Saturn as seen from Titan, painting by Chesley Bonestell

Saturn as seen from Titan, painting by Chesley Bonestell
Favorite astronomical painting

Monday, May 17, 2010

Unscheduled stroll on Triton, opening scene

A brief note that I'm half through typing my revisions into my WIP, the novel version of Leroy and Jody from Lab Partners.
As promised I'll give you the opening scene of my short SF story Unscheduled Stroll on Triton. This story although workshopped to death at Antioch last year was still rejected by Pedestal Magazine. Thanks to Anne and Laurie for expressing an interest in seeing this story. I'll paste in the opening scene below including an extra paragraph beyond what you all read on our chat at CTR recently.

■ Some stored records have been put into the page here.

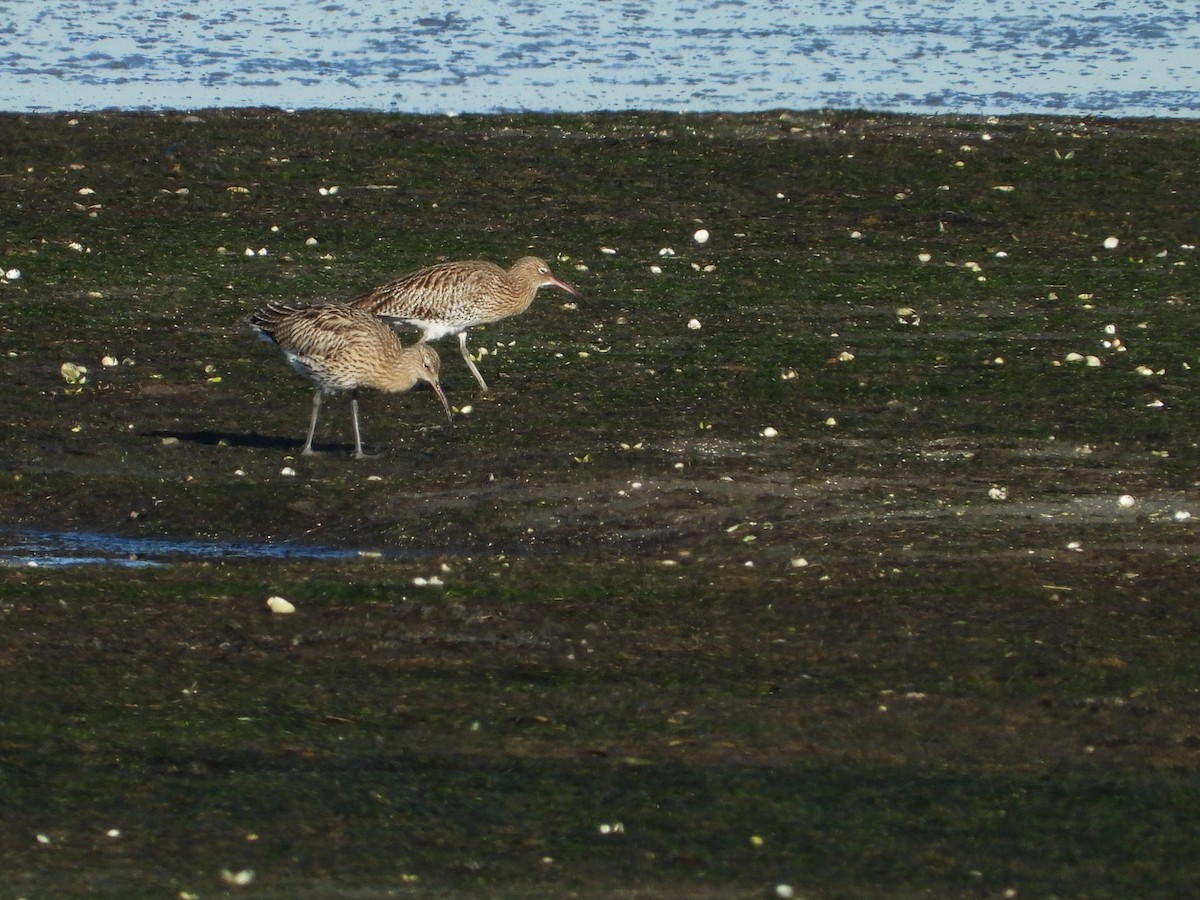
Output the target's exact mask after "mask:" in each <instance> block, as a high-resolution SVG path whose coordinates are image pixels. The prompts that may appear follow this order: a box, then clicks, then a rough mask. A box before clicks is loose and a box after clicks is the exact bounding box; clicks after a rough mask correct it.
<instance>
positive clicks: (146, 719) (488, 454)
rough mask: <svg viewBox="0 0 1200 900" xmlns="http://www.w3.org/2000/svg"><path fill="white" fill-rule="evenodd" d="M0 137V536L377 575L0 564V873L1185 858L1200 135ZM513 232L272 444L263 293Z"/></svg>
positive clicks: (1141, 892)
mask: <svg viewBox="0 0 1200 900" xmlns="http://www.w3.org/2000/svg"><path fill="white" fill-rule="evenodd" d="M2 126H4V131H2V137H0V200H2V205H0V222H2V224H4V229H2V233H4V235H5V244H4V246H2V247H0V252H2V253H4V260H2V266H0V268H2V269H4V270H5V271H8V270H11V269H19V270H20V277H19V278H12V280H6V282H5V283H0V304H2V305H4V311H5V314H4V319H2V331H0V334H2V336H4V348H2V349H4V352H5V353H4V354H2V356H0V367H2V372H4V376H5V379H6V383H7V384H8V385H10V390H8V391H6V392H5V396H4V400H2V403H4V406H5V410H6V421H7V422H8V424H10V427H8V428H7V430H5V431H4V432H0V440H2V442H4V456H2V460H4V462H2V466H0V500H2V502H0V509H2V510H4V512H2V520H0V521H2V523H4V524H6V526H10V527H41V528H52V529H54V528H59V529H89V530H98V532H112V533H118V534H122V535H128V536H173V538H182V539H211V540H272V541H281V542H296V544H319V545H325V546H340V547H350V548H361V550H365V551H379V552H382V553H384V554H385V556H384V558H382V559H362V560H354V562H347V563H325V562H322V563H307V564H296V563H276V562H271V563H269V564H268V563H262V562H258V563H234V562H230V563H227V564H222V565H210V564H198V563H192V564H181V565H175V566H173V568H169V569H167V570H155V571H146V570H139V571H137V572H130V571H112V570H102V569H78V570H62V571H49V570H46V569H0V602H2V605H0V611H2V614H4V619H5V623H6V626H5V629H4V635H5V636H4V644H2V646H4V653H2V654H0V665H4V667H5V682H6V690H5V695H4V707H5V708H4V710H2V719H4V721H5V722H6V731H5V734H4V737H2V738H0V740H2V744H0V755H2V758H4V774H2V778H4V785H2V787H4V796H5V797H6V798H12V802H11V803H6V812H7V814H8V818H11V821H12V823H13V827H11V828H8V829H6V832H5V836H4V842H2V845H0V854H2V856H0V872H4V875H2V876H0V886H2V888H4V889H6V890H11V892H13V893H18V894H29V895H64V896H67V895H84V894H96V893H107V894H110V895H138V894H156V895H158V894H161V893H163V892H164V890H172V892H175V893H179V892H190V893H194V894H199V895H205V894H212V893H216V892H220V890H222V889H226V887H227V886H224V884H223V883H222V881H221V877H220V871H221V870H222V869H229V870H233V871H236V870H240V869H242V868H251V869H254V871H256V872H257V876H256V882H254V886H253V887H252V888H251V890H253V892H254V893H256V895H260V896H271V895H278V896H296V895H305V893H307V895H312V896H318V895H320V896H336V895H395V894H412V895H422V894H424V895H439V894H452V893H455V892H461V890H466V889H474V890H476V892H480V890H481V892H484V893H486V894H488V895H502V896H503V895H509V896H530V895H539V894H540V895H545V896H558V895H564V894H568V893H571V894H576V895H581V896H588V895H590V896H601V895H610V894H611V893H612V892H616V890H625V892H629V893H630V894H631V895H648V896H674V895H683V894H686V895H692V896H695V895H700V896H703V895H712V896H731V895H742V896H762V895H764V894H767V893H769V892H770V890H772V889H773V888H774V886H775V884H776V883H788V884H792V886H794V888H796V889H797V892H798V893H799V894H802V895H808V896H872V895H878V896H883V895H888V896H898V895H899V896H907V895H912V896H916V895H948V896H985V895H995V894H997V893H1000V892H1003V890H1006V889H1008V888H1014V889H1018V890H1019V892H1020V893H1022V894H1030V893H1034V894H1039V895H1060V896H1082V895H1087V896H1128V895H1169V894H1172V893H1174V894H1186V893H1188V892H1189V890H1192V889H1194V887H1195V884H1196V881H1198V878H1200V869H1198V868H1196V865H1195V862H1194V856H1195V854H1194V847H1192V846H1189V840H1188V834H1189V827H1190V826H1189V824H1188V823H1189V821H1190V816H1192V810H1190V806H1192V805H1193V804H1192V802H1190V798H1193V797H1194V792H1195V787H1196V782H1195V778H1196V776H1195V772H1196V763H1198V756H1196V754H1198V738H1200V736H1198V733H1196V726H1195V722H1196V721H1198V719H1196V712H1198V709H1196V706H1198V698H1196V686H1195V685H1196V671H1195V666H1196V664H1195V659H1196V654H1195V652H1194V650H1195V635H1196V625H1198V623H1196V619H1195V610H1194V604H1193V602H1192V598H1193V596H1194V587H1193V578H1192V575H1190V566H1192V564H1193V563H1194V560H1195V554H1196V545H1198V541H1196V526H1195V520H1193V518H1188V517H1186V515H1184V514H1187V512H1188V511H1189V509H1190V511H1193V512H1194V511H1195V508H1194V504H1195V488H1196V476H1195V472H1196V468H1198V462H1200V458H1198V456H1200V454H1198V450H1196V439H1195V422H1196V420H1198V413H1200V409H1198V404H1200V400H1198V394H1196V391H1195V385H1194V377H1195V374H1194V372H1195V370H1196V366H1198V365H1200V316H1198V313H1196V307H1195V301H1196V287H1198V275H1196V265H1198V264H1200V263H1198V260H1196V257H1195V250H1194V247H1195V245H1196V242H1198V241H1196V238H1198V236H1200V227H1198V226H1200V214H1198V211H1196V206H1195V203H1194V192H1195V185H1196V179H1198V174H1200V173H1198V170H1196V169H1198V162H1196V161H1198V160H1200V152H1198V150H1200V127H1198V126H1196V124H1194V122H1186V121H1171V122H1157V121H1120V122H1118V121H1093V120H1088V121H1075V120H1051V119H1001V120H998V121H984V120H980V119H954V118H926V119H922V118H898V116H872V115H865V114H846V113H823V114H820V115H817V114H803V115H800V114H779V113H773V114H762V115H746V116H686V115H683V116H680V115H662V114H629V115H594V116H503V118H502V116H497V118H470V116H463V118H457V119H421V118H413V116H394V115H368V114H344V113H305V114H288V113H282V112H277V110H254V112H238V113H230V112H218V110H206V112H202V113H199V114H197V115H194V116H185V115H181V114H161V115H160V114H154V115H151V114H100V115H80V116H5V118H4V121H2ZM335 186H336V187H337V191H336V192H331V190H330V188H332V187H335ZM320 188H325V191H324V192H322V190H320ZM82 191H90V192H91V193H82ZM700 227H703V228H706V229H708V230H709V233H710V235H712V239H710V240H709V241H708V242H706V244H703V245H700V244H696V242H695V241H692V239H691V235H692V233H694V232H695V230H696V229H697V228H700ZM308 238H314V239H316V241H317V242H316V244H308V242H307V241H308ZM1108 238H1116V239H1117V246H1116V247H1115V248H1109V247H1105V239H1108ZM602 247H607V248H610V250H613V251H616V252H614V253H605V252H604V251H602V250H601V248H602ZM666 248H668V250H671V251H673V254H671V253H666V254H661V253H660V251H662V250H666ZM259 250H266V253H265V254H259V252H258V251H259ZM246 251H250V254H247V252H246ZM527 251H533V252H536V253H539V254H542V256H546V257H550V258H552V259H553V258H557V262H556V263H554V266H556V270H558V271H559V274H560V275H562V276H564V277H565V278H568V280H569V281H572V282H574V283H576V284H577V287H580V289H581V292H582V294H583V298H582V300H580V301H578V302H577V304H574V305H570V304H566V302H564V301H565V300H566V299H565V298H559V296H552V295H548V294H547V293H546V292H544V293H542V295H541V296H540V298H539V300H538V301H536V302H535V304H534V306H533V308H532V310H530V311H529V312H528V313H526V314H524V316H522V317H520V318H516V319H511V320H508V322H503V323H498V324H496V325H493V326H488V328H487V329H480V330H478V331H473V332H472V343H473V346H474V347H484V348H486V349H487V350H488V354H487V355H486V356H484V358H482V360H481V362H480V366H481V368H482V371H484V373H485V377H487V378H488V380H490V382H491V383H492V384H493V386H494V388H496V391H494V396H492V397H488V398H481V397H478V396H476V395H475V394H474V385H473V379H472V378H470V376H469V373H468V372H467V370H466V367H464V366H462V364H461V360H457V359H456V354H455V352H454V349H452V343H450V344H448V343H445V342H443V343H442V344H439V348H440V349H442V350H443V356H444V358H445V359H444V366H443V377H444V379H445V383H446V386H448V392H449V395H450V397H451V402H452V403H454V404H455V406H456V407H458V408H462V407H464V406H468V404H469V406H472V407H473V412H472V413H469V414H462V415H460V416H457V419H456V424H455V426H454V428H452V430H446V428H444V427H442V425H439V422H438V408H437V403H436V402H434V400H433V398H432V396H431V395H430V394H428V392H421V391H414V392H413V394H410V395H407V396H403V397H382V396H379V395H366V396H364V398H362V403H364V407H365V427H366V434H365V439H366V442H367V444H368V449H372V450H376V451H379V452H382V454H383V456H382V457H380V458H379V460H373V461H368V462H364V463H356V462H354V461H353V460H350V458H348V454H347V452H346V449H347V446H348V443H347V442H348V415H347V410H346V408H344V400H342V398H338V400H337V401H335V402H334V403H332V404H330V416H329V420H328V421H326V422H325V425H324V426H323V431H322V433H320V434H319V436H318V443H319V444H323V445H324V446H325V448H326V449H328V450H330V452H328V454H326V455H324V456H320V457H317V458H312V460H310V458H301V457H298V456H296V455H295V451H296V449H298V448H299V444H300V442H301V439H302V437H304V428H305V426H306V421H307V420H306V416H307V397H308V392H307V386H306V385H305V384H304V383H302V382H301V380H300V379H298V378H295V377H294V374H293V373H292V372H290V371H289V370H288V368H287V367H286V366H284V365H283V364H282V361H281V360H280V359H278V358H277V354H276V353H274V352H271V349H270V348H266V347H263V346H260V344H259V343H258V342H257V341H254V338H253V337H252V336H251V335H250V332H248V329H247V328H246V325H245V318H246V314H247V313H248V312H250V311H251V310H253V308H256V307H257V306H259V305H262V304H263V302H266V301H269V300H286V301H290V302H295V301H305V300H316V299H328V298H344V296H350V295H354V294H355V293H359V292H360V290H361V289H364V288H366V287H370V286H371V284H374V283H379V282H382V281H384V280H385V278H388V277H391V276H392V275H396V274H398V272H401V271H404V270H408V269H412V268H415V266H418V265H421V264H425V263H427V262H431V260H433V259H438V258H460V257H487V258H494V259H497V260H499V262H509V260H511V259H514V258H515V257H517V256H521V254H523V253H524V252H527ZM923 254H928V262H923V258H924V257H923ZM577 265H582V266H586V268H584V269H577V268H575V266H577ZM652 266H658V268H659V269H660V270H661V271H660V272H658V274H655V272H653V271H652ZM692 318H695V319H696V320H697V323H698V324H700V328H698V329H691V328H689V326H688V323H689V320H690V319H692ZM406 340H410V338H406ZM1072 354H1078V355H1079V356H1080V360H1079V361H1073V360H1074V356H1073V355H1072ZM104 356H112V358H114V359H115V360H116V361H118V362H119V365H116V366H103V365H102V364H101V359H102V358H104ZM1087 356H1094V359H1096V361H1097V362H1099V364H1100V365H1087V362H1086V361H1085V359H1086V358H1087ZM67 361H72V362H76V364H82V365H85V366H86V367H88V368H89V373H88V380H86V383H84V384H82V385H79V384H67V383H66V382H65V380H64V378H62V376H61V374H60V367H61V365H62V364H64V362H67ZM768 427H770V428H774V430H775V431H776V432H778V434H776V437H764V436H763V434H764V431H766V430H767V428H768ZM284 467H288V468H290V469H292V470H294V473H295V474H294V475H289V474H283V473H282V470H283V469H284ZM1122 496H1127V497H1129V498H1132V500H1133V505H1128V503H1122V500H1121V499H1120V498H1121V497H1122ZM802 563H806V564H802ZM443 566H445V571H443ZM434 576H436V577H437V578H439V580H440V581H443V582H444V583H443V584H442V586H437V584H433V586H431V584H428V583H426V584H425V586H424V587H422V586H416V584H414V578H418V577H420V578H425V580H426V582H428V580H430V578H431V577H434ZM274 593H280V594H283V595H284V596H288V598H289V599H292V600H293V601H295V602H296V605H298V607H299V611H298V613H296V614H295V616H294V617H269V616H268V614H266V613H265V612H264V610H263V602H264V600H265V598H266V596H268V595H270V594H274ZM47 798H49V799H47ZM616 823H620V824H622V828H620V829H619V830H618V829H614V828H613V826H614V824H616ZM601 826H607V827H608V830H607V833H601ZM113 828H115V829H118V830H119V832H120V836H119V838H109V836H107V835H106V832H107V830H108V829H113ZM40 834H41V835H43V836H44V838H46V840H47V842H44V844H43V842H38V840H37V835H40ZM251 835H253V839H251Z"/></svg>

This is a mini sequel to my science fiction novel The Higher Mission.
Unscheduled Stroll on Triton
by
Larry Hammersley

Joe Cramer fell toward the snowy surface of Triton, a little over a kilometer below him. He weighed thirteen and a half pounds here on Neptune’s largest moon, so the seventy-five second fall wouldn’t kill him. Mona Watson, his mining partner whom he had hoped to marry soon, wouldn’t be able to rescue him from the base of the butte they’d been mining. Their mining cruiser only carried their equipment and a rover, no space taxi. By the time she lifted off with the cruiser and landed it near the cliff base they’d been mining she’d only find his frozen corpse.
Moments before, he and Mona retrieved the high grade thorium ore from the side of the cliff near the top. Their cruiser and rover were parked on the flat plane above. When their catcher drills storage bags were full, Mona hoisted herself to the top to empty their contents into the rover’s ore compartment, and replace the drill bits. That’s when it happened. Cramer knew better. He’d detached himself from his safety line, intending on repositioning it so he could reach a new spot for drilling. His hand slipped and he drifted downward away from the line’s clip.
The old adage, “Only a fool makes the same mistake twice,” doesn’t apply in space. Make one mistake and no one has time to call you a fool because you’re dead. Oh, he and Mona had taken risks and ended up saving each other’s lives on several occasions but that was different from making a blatant error.
copyright by Larry Hammersley
There you have the opening scene of the story. I'm giving you the shortened version, not the longer version from the workshop. So you won't invest a lot of time reading. I'd appreciate any comments you have whether negative or positive.

5 comments:

Miss Mae said...

I like SF, Larry. Great idea about putting them on Neptune!

Laurean Brooks said...

Love it, Larry! Fascinating! You have a gift for SF. Your writing is very descriptive and the story, very well-written.

I'd like to see a new excerpt every Monday. Would that be okay? But, please--since I get busy and might forget--post a reminder on TSRA loop like you did today.

Anne Patrick said...

Very well written, Larry.
I'm with Laurie, I would love to read more of it :-).

Anne Patrick said...

Hi Larry,
I've given your blog the "Creative Writer" Blogger Award. You can pick it up at my blog: http://suspensebyanne.blogspot.com/

Unknown said...

how cool Larry, you got the creative writer award! I don't think it could go to a better person.